1. Multidisciplinary expertise is leveraged throughout the total product life cycle. In-depth understanding of a model’s intended integration into clinical workflow, and the desired benefits and associated patient risks, can help ensure that machine learning-enabled medical devices are safe and effective and address clinically meaningful needs over the life cycle of the device.
2. Good software engineering and security practices are implemented. These practices include methodical risk management and design process that can appropriately capture and communicate design, implementation and risk management decisions and rationale as well as ensure data authenticity and integrity.
3. Clinical study participants and datasets are representative of the intended patient population. Data collection protocols should ensure that the relevant characteristics of the intended patient population … and measurement inputs are sufficiently represented in a sample of adequate size in the clinical study and training and test datasets so that results can be reasonably generalized to the population of interest.
4. Training datasets are independent of test sets. All potential sources of dependence, including patient, data acquisition and site factors are considered and addressed to assure independence.

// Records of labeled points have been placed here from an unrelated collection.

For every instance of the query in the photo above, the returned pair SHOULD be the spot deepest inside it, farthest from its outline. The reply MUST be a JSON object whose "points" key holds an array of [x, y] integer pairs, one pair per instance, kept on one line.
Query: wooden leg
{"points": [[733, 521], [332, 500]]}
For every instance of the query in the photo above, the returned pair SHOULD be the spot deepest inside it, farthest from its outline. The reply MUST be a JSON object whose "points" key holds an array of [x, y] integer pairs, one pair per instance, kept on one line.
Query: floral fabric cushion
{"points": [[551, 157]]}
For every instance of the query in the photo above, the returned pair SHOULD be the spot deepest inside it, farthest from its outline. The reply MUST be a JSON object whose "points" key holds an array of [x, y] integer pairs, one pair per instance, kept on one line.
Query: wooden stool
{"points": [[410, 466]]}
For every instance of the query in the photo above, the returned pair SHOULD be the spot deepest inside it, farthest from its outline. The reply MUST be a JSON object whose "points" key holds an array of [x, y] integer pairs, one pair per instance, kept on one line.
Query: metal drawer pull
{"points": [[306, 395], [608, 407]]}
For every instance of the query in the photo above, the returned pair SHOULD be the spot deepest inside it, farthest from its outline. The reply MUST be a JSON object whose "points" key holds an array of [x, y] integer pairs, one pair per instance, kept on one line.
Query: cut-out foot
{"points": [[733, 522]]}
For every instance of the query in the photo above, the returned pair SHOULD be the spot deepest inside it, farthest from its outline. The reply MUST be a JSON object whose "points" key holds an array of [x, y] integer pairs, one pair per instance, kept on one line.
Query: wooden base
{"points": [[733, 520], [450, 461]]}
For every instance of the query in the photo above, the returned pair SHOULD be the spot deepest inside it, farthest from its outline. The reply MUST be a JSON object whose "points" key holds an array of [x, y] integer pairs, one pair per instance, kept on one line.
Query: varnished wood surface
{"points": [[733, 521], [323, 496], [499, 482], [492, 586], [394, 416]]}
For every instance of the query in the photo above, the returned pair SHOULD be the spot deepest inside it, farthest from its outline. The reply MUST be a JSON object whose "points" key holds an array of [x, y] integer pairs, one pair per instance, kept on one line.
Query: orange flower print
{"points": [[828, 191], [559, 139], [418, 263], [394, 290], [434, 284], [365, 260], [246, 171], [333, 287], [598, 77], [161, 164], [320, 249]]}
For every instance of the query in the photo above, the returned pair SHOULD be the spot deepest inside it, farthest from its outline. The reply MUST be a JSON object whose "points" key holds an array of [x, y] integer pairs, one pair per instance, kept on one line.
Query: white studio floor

5. Selected reference datasets are based upon best available methods. If available, accepted reference datasets in model development and testing that promote and demonstrate model robustness and generalizability across the intended patient population are used.
6. Model design is tailored to the available data and reflects the intended use of the device. Considerations include the impact of both global and local performance and uncertainty/variability in the device inputs, outputs, intended patient populations and clinical use conditions.
7. Focus is placed on the performance of the human-AI team. Where the model has a “human in the loop,” human factors considerations and the human interpretability of the model outputs are addressed with emphasis on the performance of the Human-AI team, rather than just the performance of the model in isolation.
8. Testing demonstrates device performance during clinically relevant conditions. Considerations include the intended patient population, important subgroups, clinical environment and use by the Human-AI team, measurement inputs and potential confounding factors.
9. Users are provided clear, essential information. Users are also made aware of device modifications and updates from real-world performance monitoring, the basis for decision-making when available, and a means to communicate product concerns to the developer.
10. Deployed models are monitored for performance and retraining risks are managed. [W]hen models are periodically or continually trained after deployment, there are appropriate controls in place to manage risks of overfitting, unintended bias, or degradation of the model … that may impact the safety and performance of the model as it is used by the Human-AI team.